Please does anyone know if under civil service rules she will be required to pay back the redundancy payment received in 2017?


  • lonibra
    lonibra Posts: 365
    First Post Name Dropper
    I know that you have to pay it back if you move straight to another CS job. But since you have had a private sector job in between and are not joining the same department (are you?), not sure what happens in that case.
  • Rodders53
    Rodders53 Posts: 2,090
    First Anniversary Name Dropper Photogenic First Post
    edited 4 July 2021 at 12:19PM
    Read the supplied documentation from that redundancy?  Any such requirement would have to be spelled out very, very clearly to be fair.  Most such employers have a 6-12month rule on return... Many simply won't re-hire within that period.

    Google found this for me:  and but that's for really high earners and proposed a 12-month rule?

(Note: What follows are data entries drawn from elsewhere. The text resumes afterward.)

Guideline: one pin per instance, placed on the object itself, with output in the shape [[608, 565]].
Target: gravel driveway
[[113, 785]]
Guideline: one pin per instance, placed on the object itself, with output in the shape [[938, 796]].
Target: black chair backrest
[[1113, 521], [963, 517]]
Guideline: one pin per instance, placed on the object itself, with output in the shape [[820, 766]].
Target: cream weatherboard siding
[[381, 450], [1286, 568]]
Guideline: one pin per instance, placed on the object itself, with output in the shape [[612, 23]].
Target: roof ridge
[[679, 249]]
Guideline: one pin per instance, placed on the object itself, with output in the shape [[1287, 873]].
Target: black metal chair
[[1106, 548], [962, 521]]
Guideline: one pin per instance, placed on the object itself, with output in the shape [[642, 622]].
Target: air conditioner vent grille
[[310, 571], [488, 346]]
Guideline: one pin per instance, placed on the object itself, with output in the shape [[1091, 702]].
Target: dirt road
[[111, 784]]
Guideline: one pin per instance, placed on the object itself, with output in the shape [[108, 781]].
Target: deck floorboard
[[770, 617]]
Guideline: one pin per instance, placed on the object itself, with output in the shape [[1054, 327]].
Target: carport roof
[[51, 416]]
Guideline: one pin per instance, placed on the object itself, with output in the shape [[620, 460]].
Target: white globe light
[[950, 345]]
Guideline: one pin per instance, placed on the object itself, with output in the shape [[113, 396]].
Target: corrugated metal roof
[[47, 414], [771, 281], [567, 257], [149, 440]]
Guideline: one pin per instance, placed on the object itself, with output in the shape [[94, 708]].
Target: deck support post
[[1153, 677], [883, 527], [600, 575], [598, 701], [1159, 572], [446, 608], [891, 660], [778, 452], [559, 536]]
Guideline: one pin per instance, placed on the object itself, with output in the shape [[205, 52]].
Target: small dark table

    I suggest it would be most unlikely to be an issue, four years after the original event.

  • Andy_L
    Andy_L Posts: 12,744
    Name Dropper First Post First Anniversary
    "If you are re-employed in an organisation covered by the Civil Service pension and compensation arrangements within 28 days of leaving your current employer, your compensation will be cancelled and your service will be treated as continuous.

    You will have to repay the full compensation amount. This will also apply if your compensation was used to buy out a reduction in your pension.

    If you are re-employed in an organisation covered by the Civil Service pensions and compensation arrangements outside the 28 day period, but within the lesser of:

    a) six months, and

    b) the notional period of the compensation payment. 

    You will have to pay back the compensation payment pro-rata. The repayment would be reduced if your new employment is at a lower salary level than before. In all cases, if you have taken your pension on leaving, it may be subject to abatement on re-employment.

    Re-payment is not required if re-employment is for less than 15 days in any 91 day period, or for multiple periods totalling less than 15 days in any 91 day period."